Ophélie Artaud / Photo credit: X 17:01 p.m., November 27, 2023

A 24-year-old Frenchman will join NASA next January. Allan Petre, originally from Seine-Saint-Denis, has been selected to join the famous American space agency as an engineer. With his extraordinary career, the young man is already making a lot of noise, even in the highest echelons of the state.

A lot of work and a bit of nerve. That's how 24-year-old Allan Petre fulfilled his dream of joining NASA. Next January, this young man from Seine-Saint-Denis will move to California to work as an engineer for the American space agency. An extraordinary career that inspires admiration, even in the highest spheres of the State. "You are proof that you have to believe in your dreams," congratulated Emmanuel Macron, while Bruno Le Maire, who received him at Bercy, sees in him "a real model of success".

Passionate about aerospace from a very young age, Allan Petre spent hours "watching videos of Neil Armstrong and Apollo," he told Le Parisien. However, during his first years of study, he went for a DUT in business and administration management, far from his dream. After completing his first year, he decided to reorient himself towards his chosen field, considering that "it's now or never".

He contacted NASA "with a lot of nerve"

He then joined the DUT in thermal and energy engineering at the University of Paris Nanterre Ville-d'Avray, commuted two hours a day to his university, and worked as a salesman to pay for his studies, because his parents "did not have the means to help (him)". At the end of his DUT, he took competitive exams to enter engineering school, and tried to obtain a work-study program. His hard work continued to pay off, as the young man obtained both and took his first steps at Ariane Group, which opened the doors to aerospace.

>> ALSO READ – Artemis Mission: Why Do We Want to Go Back to the Moon?

He then landed an internship at the prestigious University of Florida, in an astrophysics laboratory. "The experience was very rewarding, I learned a lot and the field that has fascinated me for a long time.

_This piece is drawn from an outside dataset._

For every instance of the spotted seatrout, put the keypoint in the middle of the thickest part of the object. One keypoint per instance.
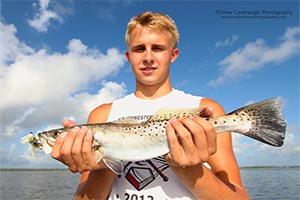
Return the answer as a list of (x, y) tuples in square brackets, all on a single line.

Especially since during my internship the first data arrived from NASA's James Webb space telescope, launched by an Ariane rocket," Allan Petre told Le Parisien.

It was then that he set out to conquer NASA, which he contacted "with the nerve" to make selections. "For the University of Florida, I contacted the astrophysics researcher, I did the same with a NASA researcher whose work interested me a lot!" he explains. "That's a message I'd like to pass on to a lot of students: opportunities don't always come directly to us, we have to create them for ourselves."

"I'd rather be the first Allan Petre than the second Thomas Pesquet"

After many successful interviews, Allan Petre will join the Jet Propulsion Laboratory next January, "to work in planetary science on the next NASA missions, Veritas and Da Vinci+, which will be interplanetary probes sent to Venus," he explains. Although he admits that he does not yet realize what is happening, the young man continues to dream: "I am thinking about becoming an astronaut, like any engineer with a degree in aerospace," he explains to the media Booska-P. "Going to space is a dream too, so I'll do everything I can to make it happen."

But there is no question of seeing him as the next Thomas Pesquet: "I'd rather be the first Allan Petre than the second Thomas Pesquet," he insists. One thing is for sure, Allan Petre's great journey has only just begun.